19-2 神槍領域へ 2

 事前に聞いていたのとは、少し違った。

 旅の途中、エイサンは『どちらかといえば魔界に近い』とまで言っていた神槍領域は、豪華ではないにしろ、おごそかな雰囲気が漂う場所であった。

 領域を覆う結界の中には四つもの頂上のある連峰が丸々おさめられており、その山一つ一つに大きな建物が一つ建てられているのが、入口からでも眺められた。

 まず、入口を入ってすぐのところにあったのは、武僧が訓練を行っている修練場であった。

 門をくぐる前からでも、塀を飛び越えて武僧たちの威勢のいい声が聞こえてくる。

「神槍領域には、武僧の棟梁とうりょうでもある武威ぶい権僧ごんじょうのアシャカ様もいらっしゃいますから、武僧の訓練も厳しく、神火宗でも最高の訓練施設ですね」

「この中を通るんですか? ちょっと気後れしてしまいそうです……」

 紹介をしてくれたエイサンに対し、ミーナは恐る恐る尋ねる。

 確かに、塀を隔ててなお、武僧たちのプレッシャーがすごい。

 敷地の中を通れば、それだけで押しつぶされてしまいそうだ。

 だが、エイサンは笑って首を振る。

「いえいえ、武僧の訓練を邪魔するのも悪いですし、こちらの脇道を通ります。向かって右手が宿泊施設や応接室のある社務所しゃむしょですので、ミーナさんとルクスくんはそちらへ」

「私たちだけですか? 鎮波姫さんたちは……?」

「ミーナさんとルクスくんには……大きな声では言えませんが、龍戴りゅうたい様が直接お会いになられるそうです。なので、無関係の人間は連れていけません」

「りゅ、龍戴様が!?」

 龍戴とは現在の顕世けんせい権僧ごんじょう、つまり神火宗のトップである。

 神火宗のトップともなれば、魔術師としても随一の腕とも言える。彼がルクスにかけられた術を鑑定すれば、ボゥアードがどんな術をかけたのかも解明できるだろう。

 だが、神火宗のペーペーであるミーナにとっては、そんな状況は恐れ多いことこの上ない。

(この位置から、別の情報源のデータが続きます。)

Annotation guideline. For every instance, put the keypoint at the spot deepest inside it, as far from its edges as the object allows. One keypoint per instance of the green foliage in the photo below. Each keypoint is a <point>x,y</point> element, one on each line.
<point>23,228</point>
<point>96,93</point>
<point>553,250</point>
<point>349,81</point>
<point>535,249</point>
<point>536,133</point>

「りゅりゅりゅ、龍戴様が……わわ、私なんかがお会いしてよろしいんでしょうか!?」

「そのために神槍領域まで来たのでしょう? 事前に通信機で連絡したところ、龍戴様も大変興味を示しておられました。きっとお二人が来るのを楽しみにしておられますよ」

「そ、そうですかね、でへへ……」

 思ってもみなかった状況に、ミーナはひどく浮かれている様子であった。

 何せ神火宗の顕世権僧ともなれば、すべての僧侶にとってはアイドルと同等の存在。そんな人間と至近距離で対面できるとなれば浮かれもしよう。

 しかし、ルクスはそうではない。

「それとこれとは話が別です」

「ルクスくん?」

「鎮波姫さんたちと別行動であるのは、僕は反対です。僕はアラド様から鎮波姫さんたちについても守るように言われています。お二人を遠ざけるのは賛成できません」

 アラドと別れる前、確かにルクスは旅の無事を託されていた。

 そしてアラドはこの旅に、何らかの作為を覚えていたようである。

 ここは土地勘もないルヤーピヤーシャ、神槍領域。

 どこに誰が潜んでいるとも限らないのだ。

 しかし、エイサンは困ったように微笑む。

「ルクスくんが警戒しているのもわからないわけではないよ。アラドラド卿に代わって、みんなを守りたい気持ちもわかる。でも、ここは神槍領域だ。不審な者はそうそう入ってこられないのは、見た通りだ」

 確かに、神槍領域のセキュリティはかなり強固なものであった。

 ちょっとやそっとで不審者が侵入できない作りになってはいる。

「それに、もし不審者がいたとしたなら、我々神火宗が責任をもって彼女らを守ると約束しよう。それでどうかな?」

「ですが……」

「ルクスくん」

 渋るルクスであったが、それに対して鎮波姫が声をかける。

「私たちのことなら大丈夫です。今の我々はアラド様のお連れです。神槍領域の中で我々に何かあれば、神火宗の責任問題にもなりましょう。今の神火宗にとって、アガールスの筆頭領主と仲違いをするのは避けたいことでしょうから、必死に守ってくださいます」

「そうなんですか?」

 ミーナに尋ねられ、エイサンは閉口して苦笑するばかりであった。

 過去にあった神の頭環事件が原因で、今の神火宗とルヤーピヤーシャの間には不和の空気が流れている。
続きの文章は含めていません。